At the bottom of the slope, I found myself at the center of the V.    There was no further to go.  The V was deep here, the walls tall and forbidding.   They drank the sunlight and left only shade and silence.  However you approached the memorial, this was where you ended up driven by the topography of the site.  You were moved down and down until you could not move any further.  In the end, we were all at the dead-end, the bottom of this hopeless V. 

It took effort to move away.  It required confidence that there was hope beyond the pointless depth of the V.   It required emotional energy to move away from the dark energy that drew us all to the center of the V.    

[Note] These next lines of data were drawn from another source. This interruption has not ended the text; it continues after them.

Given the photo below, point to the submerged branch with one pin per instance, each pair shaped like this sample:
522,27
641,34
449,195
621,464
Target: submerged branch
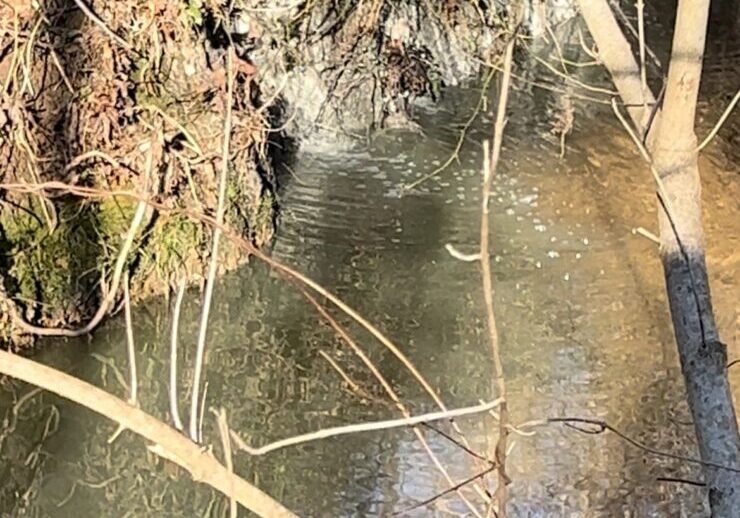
363,427
168,442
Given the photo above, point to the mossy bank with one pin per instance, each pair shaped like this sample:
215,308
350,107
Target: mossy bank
133,95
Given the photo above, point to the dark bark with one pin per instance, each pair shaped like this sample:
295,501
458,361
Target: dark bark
704,364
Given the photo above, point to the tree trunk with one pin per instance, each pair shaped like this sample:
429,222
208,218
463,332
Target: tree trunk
703,356
673,148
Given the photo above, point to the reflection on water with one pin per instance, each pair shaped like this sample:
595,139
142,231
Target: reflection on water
579,298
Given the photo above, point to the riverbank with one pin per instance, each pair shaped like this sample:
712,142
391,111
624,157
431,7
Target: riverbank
132,96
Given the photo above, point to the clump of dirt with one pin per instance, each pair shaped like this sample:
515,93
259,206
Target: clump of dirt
344,67
132,95
129,95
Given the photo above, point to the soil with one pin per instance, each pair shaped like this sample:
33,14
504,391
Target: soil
131,95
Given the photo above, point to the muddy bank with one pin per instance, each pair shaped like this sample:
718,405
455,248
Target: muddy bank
132,95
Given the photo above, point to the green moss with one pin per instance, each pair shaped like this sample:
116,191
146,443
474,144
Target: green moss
52,269
172,247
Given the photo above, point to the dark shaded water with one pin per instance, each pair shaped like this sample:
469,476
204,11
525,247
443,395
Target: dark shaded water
579,301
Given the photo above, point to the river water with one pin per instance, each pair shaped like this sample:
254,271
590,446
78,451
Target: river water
579,301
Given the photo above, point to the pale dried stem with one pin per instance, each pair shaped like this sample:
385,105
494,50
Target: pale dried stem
489,170
174,406
101,24
213,263
167,442
720,122
130,347
392,395
223,430
112,291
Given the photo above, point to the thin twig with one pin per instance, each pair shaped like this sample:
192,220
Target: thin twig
602,426
489,170
121,261
641,39
174,406
213,264
100,23
461,137
392,395
168,443
446,492
131,348
720,122
223,430
364,427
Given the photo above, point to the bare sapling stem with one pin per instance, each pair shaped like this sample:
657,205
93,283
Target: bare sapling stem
167,442
490,163
130,347
213,263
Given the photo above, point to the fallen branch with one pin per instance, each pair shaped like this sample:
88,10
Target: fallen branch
490,163
168,442
362,427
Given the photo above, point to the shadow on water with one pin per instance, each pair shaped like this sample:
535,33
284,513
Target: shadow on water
579,299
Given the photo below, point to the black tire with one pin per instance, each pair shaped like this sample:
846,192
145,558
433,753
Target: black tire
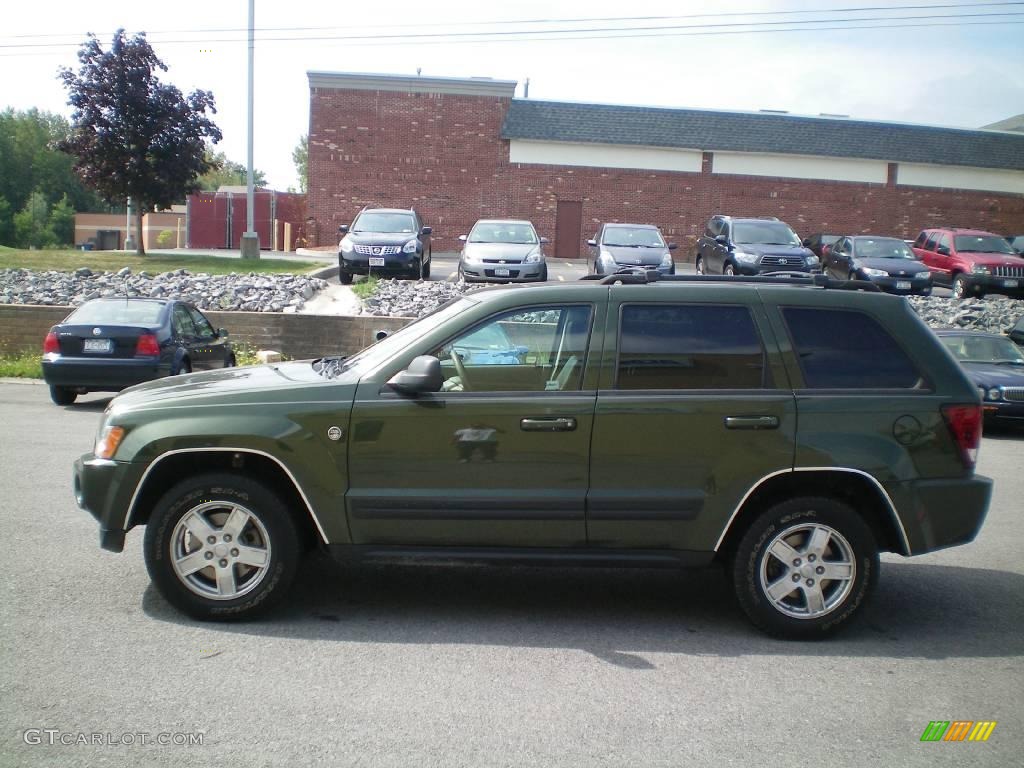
211,499
62,395
795,614
960,288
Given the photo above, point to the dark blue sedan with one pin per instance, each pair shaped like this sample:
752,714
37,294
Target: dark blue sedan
996,366
109,344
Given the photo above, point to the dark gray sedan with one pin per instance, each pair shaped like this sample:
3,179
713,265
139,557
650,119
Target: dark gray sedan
888,262
503,251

I moved slowly up the slope, still along the wall.  The fallen and missing stayed, their names immobile on the wall.   I managed to move on and to pull myself out of this moment of paralysis and hopelessness.   The black walls slowly lost their draw.   I felt seen and loved again.  The appetite for life returned.   The pull of the slope towards the bottom of the V got weaker.   I moved away, with a memory for life.